Odd versioning systems
Written , a 3 minute read
Recently, I started to have personal project that are used by not only me (!) so I had to choose and commit to using some kind of versioning scheme. The obvious choice, semantic versioning was picked by this task lead me to looking into the history of versioning schemes. I would like to highlight some of the weirder ones.
Knuth Versioning (1982)
The original weird versioning system comes from one of the legends, Donald Knuth. What you would do when you develop one of the foundational systems and strongly belive that future compatibility is more important then new features? Introducing versioning of TeX typesetting system, which from version 3 froze time and only allow bugfixes. Since we reached the design goal, now we only sort out how well we approach it - similar to how by creating new approximations we are closer to π.
That's why TeX utilizes approximations of π as version numbers, with the π itself beeing set as version number when we made the final change.

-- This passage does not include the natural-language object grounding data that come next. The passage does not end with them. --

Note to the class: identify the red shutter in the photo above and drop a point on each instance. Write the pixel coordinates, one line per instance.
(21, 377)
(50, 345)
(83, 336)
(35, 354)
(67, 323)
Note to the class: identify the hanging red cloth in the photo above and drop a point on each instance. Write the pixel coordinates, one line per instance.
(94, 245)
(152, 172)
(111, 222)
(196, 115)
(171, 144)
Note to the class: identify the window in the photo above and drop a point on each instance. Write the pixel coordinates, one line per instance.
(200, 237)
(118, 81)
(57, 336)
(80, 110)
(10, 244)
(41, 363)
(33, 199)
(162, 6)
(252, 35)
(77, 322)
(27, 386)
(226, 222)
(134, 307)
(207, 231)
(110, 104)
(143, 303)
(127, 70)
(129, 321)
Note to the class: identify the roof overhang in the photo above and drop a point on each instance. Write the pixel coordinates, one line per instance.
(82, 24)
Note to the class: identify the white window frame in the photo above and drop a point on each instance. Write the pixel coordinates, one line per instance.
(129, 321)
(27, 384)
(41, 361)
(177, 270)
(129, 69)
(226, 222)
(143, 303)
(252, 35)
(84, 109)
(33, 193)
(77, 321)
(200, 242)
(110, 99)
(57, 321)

I love this approach and with that more projects would adopt this more artistic way of expressing the final version and our approach to it. The only issue that I would see is worse accesibility - comparing long string of π approximations digits is way harder then other versioning schemes.
One interesting effect of frozen projects is how the improvements are developed. TeX instead of beeing one monolith that defines how to do things right with few weird semi-compatible unofficial implementions, is a root of rich ecosystem that allows users to choose their preferences or develop their own solutions. Forks don't need to always chase the main project and can focus on their developement.
Negative numbers (1995)
Short side note from coherent narrative of freezable versioning systems. How would you define that the version is not ready for public use? Projects like Zig have this problem, where despite the calls to not use it in production and versioning scheme suggesting that nothing is stable and ready, it is already used in major projects, like new JavaScript runtime Bun.

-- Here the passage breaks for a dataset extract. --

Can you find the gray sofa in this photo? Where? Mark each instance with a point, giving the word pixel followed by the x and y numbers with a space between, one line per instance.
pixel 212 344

SmartEiffel provides the answer, with version numbers beeing initiality negative, to emphesise the development stage of the implementation.
You can find source code of SmartEiffel here.
Kelvin Versioning (2010)
Kelvin Versioning is a bold move to create software that lasts small and well defined. It is more of an artistic approach, aiming to help find the true golden gem for given software by limiting how much we can bloat.

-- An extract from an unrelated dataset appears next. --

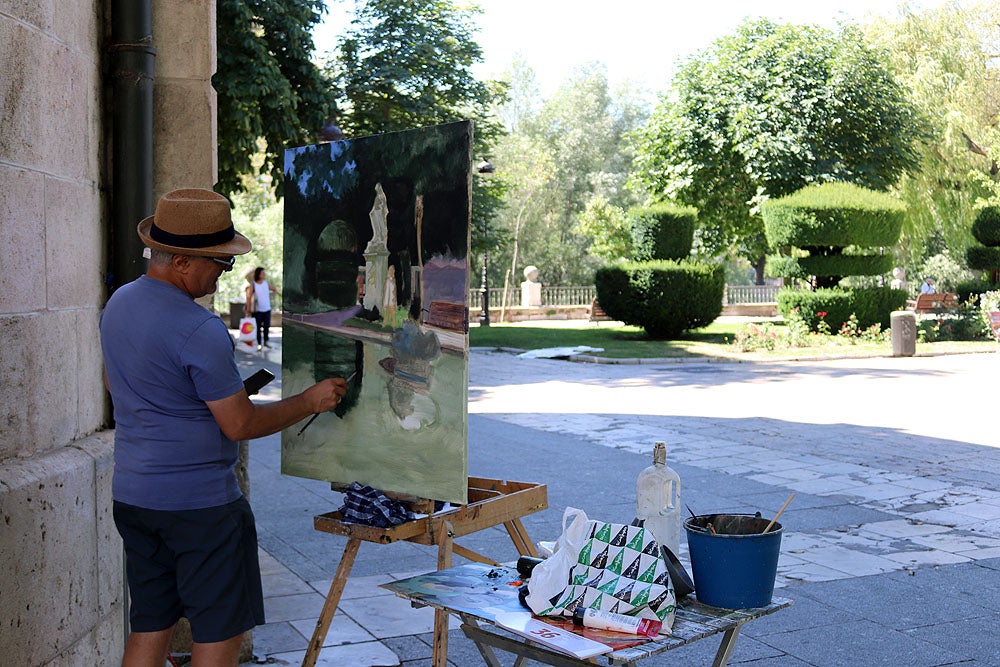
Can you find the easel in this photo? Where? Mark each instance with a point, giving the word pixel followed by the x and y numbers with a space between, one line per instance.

It SHOULD NOT be used for non-artistic purposes, since it by design prevents security updates.
How does it work? Releases are described by single integer, denoting the temperature of the system. Temperature can only drop down and stops at absolute zero. Temperature of a component must be warmer then all of it's dependencies or they both need to be at absolute zero. When temperature of dependencies declines, the component temperature must also decline.
I must say, I'm really excited to use Kelvin Versioning sometime. All of my projects are in the state of might pick up sometime and defining one to have clear limit is exciting. Exploring the recursive nature of dependencies versioning is however, a little bit tricky to implement - I would need to develop whole ecosystem for that. One project in the backlog that comes to mind is defining Turing Machine programming language (idea from Tsoding's Tula), and defining simple stack based forth-like language for it.
Comparison beteween Knuth Versioning and Kelvin is interesting: Knuth provides a method to push security updates, but lack the completness of Kelvin, with recursion definition of dependencies version requirements.